Prime Minister Narendra Modi-led central government’s bonanza of Rs 15,500 crore to farmers via prices support mechanism for 14 crops including paddy in the Kharif season is perhaps unprecedented in post-independent Indian agriculture history. It is as dramatic as the unprecedented farm loan waiver given by UPA 1 which added to the nation’s debt burden.To deal with a full blown and elongated agrarian crisis, this was a pre requisite and was promised in the last union budget. Farm distress was primarily due to pricing erosion — food glut has seen prices fall far below MSP leading to agitations and all round hue and cry.
The move will not only ensure 50 per cent return to farmers on their production costs in 2018-19, but also lays a firm foundation towards doubling their income by 2022, the ambitious target set by Modi.
Several farm experts and agriculture market analysts may still have issues with the decision taken by the cabinet panel on Wednesday. They have eloquently pointed out to lease rentals of farmland not being covered as recommended by the MS Swaminathan committee. Moreover, procurement policy needs clarity which has not come through.
Experts have also pointed to inflationary concerns ranging from 0.38 – 0.7 per cent, losing opportunity in export markets apart from expansion in fiscal deficit by 0.2 per cent thereby impacting central finances.
Nevertheless, the latest decision should be positive with major cost components covered and provide immediate relief to farmers who till now have gone through severe distress in several parts of India.
Prime Minister Modi’s ‘commitment and conviction’ in tackling the farmers socio-economic issues cannot be questioned given the home work done by Niti Aayog and ministerial panel leaded by home minister Rajnath Singh.
Minimum support price is about 50 – 97 per cent more than the actual costs and family labour incurred by the farmers’ vis-à-vis different crops. The absolute increase in MSP for different crops is in the range of 4 – 52 per cent over the support prices offered in the previous year.
In the process, Modi government seems to have seen this as an opportunity to boost pulses production that are otherwise imported in a big way to meet the growing demand.
Free market dynamics do not support the idea of determined support prices. Instead, it should be left to market forces. MSP should only be used as an instrument to align the farm produce to market dynamics and not the other way round. Vulnerability of small holding farmers in particular is serious given the fragmented, disorganised commodity markets with commission agents and brokers benefiting the most.

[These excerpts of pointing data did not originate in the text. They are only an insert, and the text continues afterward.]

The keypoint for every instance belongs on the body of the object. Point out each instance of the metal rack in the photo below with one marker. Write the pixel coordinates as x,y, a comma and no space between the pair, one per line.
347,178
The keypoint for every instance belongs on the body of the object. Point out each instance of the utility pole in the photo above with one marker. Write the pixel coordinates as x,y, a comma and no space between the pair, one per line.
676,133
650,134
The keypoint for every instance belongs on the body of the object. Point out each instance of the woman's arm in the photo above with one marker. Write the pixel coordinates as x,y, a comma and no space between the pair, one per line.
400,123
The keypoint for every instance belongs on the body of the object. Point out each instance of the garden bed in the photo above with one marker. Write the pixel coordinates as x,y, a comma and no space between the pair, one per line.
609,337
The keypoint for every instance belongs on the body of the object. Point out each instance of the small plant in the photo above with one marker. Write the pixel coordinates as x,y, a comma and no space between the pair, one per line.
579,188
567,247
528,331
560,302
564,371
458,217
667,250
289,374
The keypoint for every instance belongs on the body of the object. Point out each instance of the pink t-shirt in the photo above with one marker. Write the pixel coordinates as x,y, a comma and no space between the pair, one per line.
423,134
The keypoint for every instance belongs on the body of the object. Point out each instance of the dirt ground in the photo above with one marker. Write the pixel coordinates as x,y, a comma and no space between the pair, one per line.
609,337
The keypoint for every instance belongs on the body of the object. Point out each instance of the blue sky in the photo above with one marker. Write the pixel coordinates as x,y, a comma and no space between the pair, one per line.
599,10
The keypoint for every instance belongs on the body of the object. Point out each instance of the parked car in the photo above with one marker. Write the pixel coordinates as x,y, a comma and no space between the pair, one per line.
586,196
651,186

In fact, extreme farmers’ distress had forced six states including BJP ruled Uttar Pradesh to announce loan waivers up to Rs 88,000 crore in the last one year. Loan waivers may not provide lasting solution to farmers’ prosperity nor is it sustainable for the states even in the short term given resource constraints.
MSP should set the benchmark for free market pricing of various products and not deprive the farmers of their meagre earnings or destroy the food security campaign of India also aimed at alleviating poverty by 2030.
From the political angle, opposition Congress and assorted non-BJP parties are bound to squirm, fret and frown given the huge advantage Prime Minister Modi will derive as the campaign for Lok Sabha elections picks up pace.
Opposition’s campaign against the government riding piggyback on farmers distress may be blunted as well. From a long-term perspective, fixing prices should only be a way to recognize true market value of most retail and commodities markets. Policymakers should set a time line for linking farmers to market sans government involvement. Other avenues of income for socio-economic emancipation of farmers going through the vicious debt cycle and committing suicides must be found.
A national consensus in revamping farm matrix should become a priority for the government. In fact, political parties will have to spell out their agriculture agenda, if elected to power in 2019. States can also come up with specific plans given that agriculture is a state subject. Several states have experimented with the idea of separate budget for agriculture. This idea can be given shape even by central government and BJP as the main political party.